Twenty-four brokers gathered by a buttonwood tree on Wall Street, in New York City, to sign an agreement about commissions that would become a foundational financial document for centuries to come.
Early securities exchanges were intermediated by auctioneers, who also conducted auctions of commodities such as wheat and tobacco. The agreement, named the "Buttonwood Agreement," eliminated the need for auctioneers and set a commission rate.
One year later, in 1793, traders conducted their business inside the Tontine Coffee House. Twenty-some years later, in 1817, the organization officially became the New York Stock & Exchange Board, later simplified to the New York Stock Exchange in 1863.
By 1869, membership had to be capped, and has been sporadically increased since.
The location changed several times before settling into its present location at 11 Wall Street in 1865.
In 1878, telephones were installed, giving investors direct access to brokers on the floor of the exchange. The increased activity made the exchange cap the number of members to 1,060, seats.

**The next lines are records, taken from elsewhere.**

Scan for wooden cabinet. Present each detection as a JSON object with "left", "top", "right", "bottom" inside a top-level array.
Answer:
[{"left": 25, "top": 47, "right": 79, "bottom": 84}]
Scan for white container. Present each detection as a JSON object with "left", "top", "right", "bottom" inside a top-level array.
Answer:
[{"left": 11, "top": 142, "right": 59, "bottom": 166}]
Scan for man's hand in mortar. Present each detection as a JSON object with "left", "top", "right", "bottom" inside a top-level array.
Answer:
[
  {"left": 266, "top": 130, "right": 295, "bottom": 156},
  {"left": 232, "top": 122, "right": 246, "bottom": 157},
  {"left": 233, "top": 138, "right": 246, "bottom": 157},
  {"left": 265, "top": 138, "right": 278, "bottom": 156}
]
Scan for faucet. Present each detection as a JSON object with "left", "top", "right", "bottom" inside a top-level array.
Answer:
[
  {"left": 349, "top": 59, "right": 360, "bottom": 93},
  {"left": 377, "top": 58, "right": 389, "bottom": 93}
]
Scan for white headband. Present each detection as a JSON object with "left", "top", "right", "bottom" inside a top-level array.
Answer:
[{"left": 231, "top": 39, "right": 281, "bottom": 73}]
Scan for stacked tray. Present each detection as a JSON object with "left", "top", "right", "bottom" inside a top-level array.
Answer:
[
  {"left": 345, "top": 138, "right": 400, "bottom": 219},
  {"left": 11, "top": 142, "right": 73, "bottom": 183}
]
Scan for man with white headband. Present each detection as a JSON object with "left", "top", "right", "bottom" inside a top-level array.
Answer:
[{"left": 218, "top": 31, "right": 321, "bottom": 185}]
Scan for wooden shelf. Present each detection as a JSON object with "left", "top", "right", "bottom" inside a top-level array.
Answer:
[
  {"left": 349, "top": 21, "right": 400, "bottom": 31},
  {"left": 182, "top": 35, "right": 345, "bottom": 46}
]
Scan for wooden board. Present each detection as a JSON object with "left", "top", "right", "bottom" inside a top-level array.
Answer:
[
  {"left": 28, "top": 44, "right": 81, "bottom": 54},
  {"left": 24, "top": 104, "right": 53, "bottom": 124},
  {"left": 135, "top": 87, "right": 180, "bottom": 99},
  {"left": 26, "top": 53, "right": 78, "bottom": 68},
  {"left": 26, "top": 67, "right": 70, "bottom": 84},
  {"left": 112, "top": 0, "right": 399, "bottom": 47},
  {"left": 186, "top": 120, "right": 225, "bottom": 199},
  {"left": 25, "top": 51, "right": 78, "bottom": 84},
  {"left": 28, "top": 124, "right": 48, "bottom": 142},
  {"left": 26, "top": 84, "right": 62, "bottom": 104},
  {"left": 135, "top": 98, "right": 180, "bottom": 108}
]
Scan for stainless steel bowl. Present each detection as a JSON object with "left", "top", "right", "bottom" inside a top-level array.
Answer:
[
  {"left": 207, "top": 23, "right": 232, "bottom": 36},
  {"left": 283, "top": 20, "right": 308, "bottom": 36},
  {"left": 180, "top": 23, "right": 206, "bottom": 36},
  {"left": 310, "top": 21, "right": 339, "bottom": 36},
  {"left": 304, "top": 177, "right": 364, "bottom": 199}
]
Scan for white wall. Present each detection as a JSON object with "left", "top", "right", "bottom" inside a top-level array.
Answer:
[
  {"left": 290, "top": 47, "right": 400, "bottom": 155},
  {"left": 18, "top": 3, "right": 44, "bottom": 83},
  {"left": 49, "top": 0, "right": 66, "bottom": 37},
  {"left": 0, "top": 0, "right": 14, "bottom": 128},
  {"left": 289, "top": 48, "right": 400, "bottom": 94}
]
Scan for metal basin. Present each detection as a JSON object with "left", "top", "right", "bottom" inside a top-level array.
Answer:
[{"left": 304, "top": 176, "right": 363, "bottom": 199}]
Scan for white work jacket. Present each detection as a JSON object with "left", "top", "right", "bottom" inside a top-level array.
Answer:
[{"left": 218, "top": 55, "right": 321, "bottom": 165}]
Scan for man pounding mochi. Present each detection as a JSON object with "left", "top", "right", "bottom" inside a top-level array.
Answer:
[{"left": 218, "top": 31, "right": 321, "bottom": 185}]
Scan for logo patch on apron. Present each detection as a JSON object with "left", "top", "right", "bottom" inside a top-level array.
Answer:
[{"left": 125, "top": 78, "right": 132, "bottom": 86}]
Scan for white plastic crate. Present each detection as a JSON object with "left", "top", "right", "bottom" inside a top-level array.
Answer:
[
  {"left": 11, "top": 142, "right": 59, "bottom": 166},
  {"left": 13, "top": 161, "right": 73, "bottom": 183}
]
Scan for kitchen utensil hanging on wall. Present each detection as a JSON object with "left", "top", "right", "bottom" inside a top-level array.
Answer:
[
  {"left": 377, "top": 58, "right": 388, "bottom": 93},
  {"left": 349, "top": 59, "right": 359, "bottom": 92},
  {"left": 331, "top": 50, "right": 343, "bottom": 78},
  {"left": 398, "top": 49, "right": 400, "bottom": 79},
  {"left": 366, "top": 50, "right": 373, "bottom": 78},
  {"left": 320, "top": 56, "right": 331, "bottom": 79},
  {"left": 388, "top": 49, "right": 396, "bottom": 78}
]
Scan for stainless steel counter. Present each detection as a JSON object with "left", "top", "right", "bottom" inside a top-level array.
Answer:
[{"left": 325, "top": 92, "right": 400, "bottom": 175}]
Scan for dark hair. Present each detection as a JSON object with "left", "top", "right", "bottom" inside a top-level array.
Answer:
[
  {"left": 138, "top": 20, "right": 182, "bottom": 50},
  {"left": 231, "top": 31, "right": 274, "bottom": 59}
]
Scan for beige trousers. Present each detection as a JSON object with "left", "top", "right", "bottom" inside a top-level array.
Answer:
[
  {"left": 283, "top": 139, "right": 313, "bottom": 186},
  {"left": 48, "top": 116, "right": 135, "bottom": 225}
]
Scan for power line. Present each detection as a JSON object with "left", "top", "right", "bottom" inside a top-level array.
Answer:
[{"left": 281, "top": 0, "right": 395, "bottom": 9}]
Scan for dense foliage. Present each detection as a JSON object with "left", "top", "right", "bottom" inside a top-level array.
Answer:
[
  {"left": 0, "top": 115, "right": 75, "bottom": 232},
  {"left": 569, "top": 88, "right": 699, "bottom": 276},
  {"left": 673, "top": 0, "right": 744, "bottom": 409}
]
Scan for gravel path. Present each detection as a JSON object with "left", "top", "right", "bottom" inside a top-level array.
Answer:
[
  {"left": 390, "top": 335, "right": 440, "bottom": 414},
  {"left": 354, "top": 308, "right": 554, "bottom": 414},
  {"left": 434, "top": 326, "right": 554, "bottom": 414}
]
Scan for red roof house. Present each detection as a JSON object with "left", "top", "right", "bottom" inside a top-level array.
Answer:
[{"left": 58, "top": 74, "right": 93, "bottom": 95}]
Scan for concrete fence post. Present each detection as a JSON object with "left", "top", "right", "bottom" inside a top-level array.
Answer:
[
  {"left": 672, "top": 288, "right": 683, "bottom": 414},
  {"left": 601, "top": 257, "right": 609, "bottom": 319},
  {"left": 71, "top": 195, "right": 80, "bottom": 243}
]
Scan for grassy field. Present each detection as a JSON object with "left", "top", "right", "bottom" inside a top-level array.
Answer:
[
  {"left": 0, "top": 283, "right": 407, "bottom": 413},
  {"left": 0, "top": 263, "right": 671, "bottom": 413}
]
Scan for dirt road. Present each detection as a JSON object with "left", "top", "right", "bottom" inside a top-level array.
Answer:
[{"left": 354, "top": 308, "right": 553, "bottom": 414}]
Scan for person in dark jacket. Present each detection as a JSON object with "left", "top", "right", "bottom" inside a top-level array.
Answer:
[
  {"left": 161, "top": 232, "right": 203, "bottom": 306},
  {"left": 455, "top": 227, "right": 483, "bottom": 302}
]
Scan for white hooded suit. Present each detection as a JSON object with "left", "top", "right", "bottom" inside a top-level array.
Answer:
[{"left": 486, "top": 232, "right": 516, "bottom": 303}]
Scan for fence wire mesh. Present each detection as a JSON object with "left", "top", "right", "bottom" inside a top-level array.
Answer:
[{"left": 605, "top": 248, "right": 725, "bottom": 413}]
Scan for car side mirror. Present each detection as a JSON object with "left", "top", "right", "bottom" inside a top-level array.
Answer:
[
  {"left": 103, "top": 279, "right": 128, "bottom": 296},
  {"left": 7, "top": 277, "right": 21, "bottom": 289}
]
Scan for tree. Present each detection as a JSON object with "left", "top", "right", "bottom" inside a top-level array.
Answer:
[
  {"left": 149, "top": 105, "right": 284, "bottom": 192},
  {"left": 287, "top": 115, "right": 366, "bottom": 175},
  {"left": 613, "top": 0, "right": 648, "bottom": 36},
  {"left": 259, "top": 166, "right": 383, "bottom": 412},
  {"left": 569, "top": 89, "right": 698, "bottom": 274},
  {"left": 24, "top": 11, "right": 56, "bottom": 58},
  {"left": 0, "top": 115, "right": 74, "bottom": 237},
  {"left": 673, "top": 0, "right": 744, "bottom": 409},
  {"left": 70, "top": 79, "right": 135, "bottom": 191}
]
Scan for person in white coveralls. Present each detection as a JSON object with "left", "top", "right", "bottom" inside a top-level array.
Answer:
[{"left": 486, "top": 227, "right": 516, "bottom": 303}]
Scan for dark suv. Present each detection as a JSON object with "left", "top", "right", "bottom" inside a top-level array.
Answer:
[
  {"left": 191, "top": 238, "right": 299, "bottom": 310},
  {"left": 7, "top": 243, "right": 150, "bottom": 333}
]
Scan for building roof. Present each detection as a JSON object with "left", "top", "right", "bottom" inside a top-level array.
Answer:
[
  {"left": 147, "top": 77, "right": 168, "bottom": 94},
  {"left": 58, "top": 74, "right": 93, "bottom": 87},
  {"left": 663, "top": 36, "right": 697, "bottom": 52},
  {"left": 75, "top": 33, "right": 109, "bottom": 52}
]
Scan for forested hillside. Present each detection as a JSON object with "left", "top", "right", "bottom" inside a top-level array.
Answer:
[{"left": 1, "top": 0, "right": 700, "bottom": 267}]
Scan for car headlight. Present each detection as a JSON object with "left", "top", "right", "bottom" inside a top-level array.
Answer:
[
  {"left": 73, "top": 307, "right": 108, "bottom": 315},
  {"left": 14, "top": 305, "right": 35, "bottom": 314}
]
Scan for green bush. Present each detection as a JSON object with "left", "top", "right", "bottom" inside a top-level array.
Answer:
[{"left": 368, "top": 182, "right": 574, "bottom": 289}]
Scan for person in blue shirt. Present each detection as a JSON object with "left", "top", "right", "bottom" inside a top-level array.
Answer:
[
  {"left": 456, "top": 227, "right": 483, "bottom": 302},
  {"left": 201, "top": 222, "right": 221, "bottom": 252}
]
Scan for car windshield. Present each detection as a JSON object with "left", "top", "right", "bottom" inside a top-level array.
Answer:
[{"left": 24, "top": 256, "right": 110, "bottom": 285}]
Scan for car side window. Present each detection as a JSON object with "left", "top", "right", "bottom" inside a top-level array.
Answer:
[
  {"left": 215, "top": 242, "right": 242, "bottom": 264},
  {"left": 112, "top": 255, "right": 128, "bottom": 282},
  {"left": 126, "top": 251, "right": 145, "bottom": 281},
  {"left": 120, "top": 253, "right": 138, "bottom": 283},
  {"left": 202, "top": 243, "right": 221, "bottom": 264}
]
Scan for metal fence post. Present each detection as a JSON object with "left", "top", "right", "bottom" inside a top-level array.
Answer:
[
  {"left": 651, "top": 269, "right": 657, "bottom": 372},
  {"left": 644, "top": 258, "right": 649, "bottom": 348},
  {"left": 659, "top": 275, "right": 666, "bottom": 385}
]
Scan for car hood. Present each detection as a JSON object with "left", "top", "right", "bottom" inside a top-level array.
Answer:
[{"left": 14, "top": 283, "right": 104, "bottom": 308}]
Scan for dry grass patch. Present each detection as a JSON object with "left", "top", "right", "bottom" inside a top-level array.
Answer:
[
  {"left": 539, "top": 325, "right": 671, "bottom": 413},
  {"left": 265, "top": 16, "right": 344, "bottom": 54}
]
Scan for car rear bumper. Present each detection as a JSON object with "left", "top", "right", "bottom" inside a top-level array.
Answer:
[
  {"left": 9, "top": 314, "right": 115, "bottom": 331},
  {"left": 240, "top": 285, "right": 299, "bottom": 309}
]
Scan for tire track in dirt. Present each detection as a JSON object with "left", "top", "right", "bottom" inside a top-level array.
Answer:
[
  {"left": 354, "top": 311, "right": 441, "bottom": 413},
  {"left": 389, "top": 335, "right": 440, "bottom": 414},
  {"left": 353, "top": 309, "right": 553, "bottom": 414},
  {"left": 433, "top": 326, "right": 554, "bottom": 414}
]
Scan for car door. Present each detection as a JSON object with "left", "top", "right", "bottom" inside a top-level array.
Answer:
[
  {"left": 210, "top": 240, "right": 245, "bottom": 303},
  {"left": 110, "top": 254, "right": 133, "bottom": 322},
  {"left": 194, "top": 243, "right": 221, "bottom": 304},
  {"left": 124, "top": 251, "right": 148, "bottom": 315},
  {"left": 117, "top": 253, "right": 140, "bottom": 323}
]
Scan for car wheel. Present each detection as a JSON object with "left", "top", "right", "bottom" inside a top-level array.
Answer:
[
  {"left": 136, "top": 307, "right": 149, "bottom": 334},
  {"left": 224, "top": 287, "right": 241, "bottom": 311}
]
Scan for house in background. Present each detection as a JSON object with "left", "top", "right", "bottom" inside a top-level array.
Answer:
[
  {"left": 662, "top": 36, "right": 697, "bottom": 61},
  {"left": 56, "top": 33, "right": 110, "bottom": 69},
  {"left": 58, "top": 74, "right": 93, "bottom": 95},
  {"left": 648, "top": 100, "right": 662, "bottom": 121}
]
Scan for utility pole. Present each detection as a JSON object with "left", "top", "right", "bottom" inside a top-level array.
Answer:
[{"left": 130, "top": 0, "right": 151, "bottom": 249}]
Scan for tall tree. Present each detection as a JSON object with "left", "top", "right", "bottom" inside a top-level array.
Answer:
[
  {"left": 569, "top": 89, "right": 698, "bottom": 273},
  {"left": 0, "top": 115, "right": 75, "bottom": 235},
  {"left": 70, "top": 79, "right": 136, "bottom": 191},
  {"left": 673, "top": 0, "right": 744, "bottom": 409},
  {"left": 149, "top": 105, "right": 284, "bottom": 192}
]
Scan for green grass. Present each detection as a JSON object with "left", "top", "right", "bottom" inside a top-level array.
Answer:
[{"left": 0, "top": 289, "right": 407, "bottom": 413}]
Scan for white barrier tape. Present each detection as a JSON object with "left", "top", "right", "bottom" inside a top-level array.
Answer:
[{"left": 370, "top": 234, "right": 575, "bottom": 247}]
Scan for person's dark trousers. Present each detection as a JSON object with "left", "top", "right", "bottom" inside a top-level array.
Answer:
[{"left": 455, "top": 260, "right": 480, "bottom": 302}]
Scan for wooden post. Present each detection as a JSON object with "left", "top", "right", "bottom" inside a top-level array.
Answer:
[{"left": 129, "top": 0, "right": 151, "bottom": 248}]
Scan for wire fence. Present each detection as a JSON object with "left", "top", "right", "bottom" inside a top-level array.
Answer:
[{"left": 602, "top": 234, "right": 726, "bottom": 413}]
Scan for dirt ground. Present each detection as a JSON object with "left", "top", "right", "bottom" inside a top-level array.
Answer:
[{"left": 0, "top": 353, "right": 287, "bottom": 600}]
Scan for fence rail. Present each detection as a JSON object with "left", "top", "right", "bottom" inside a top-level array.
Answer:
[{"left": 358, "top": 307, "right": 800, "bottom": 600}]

The 1929 crash led to heavy regulation by the U.S. government. The NYSE subsequently registered with the United States Securities and Exchange Commission.
The famous signal to start and stop trading was not always a bell. The original signal was a gavel and for a time, a gong.
Today, the New York Stock Exchange is by far the world's largest stock exchange by market capitalization of its listed companies at $22.9 trillion as of 2019.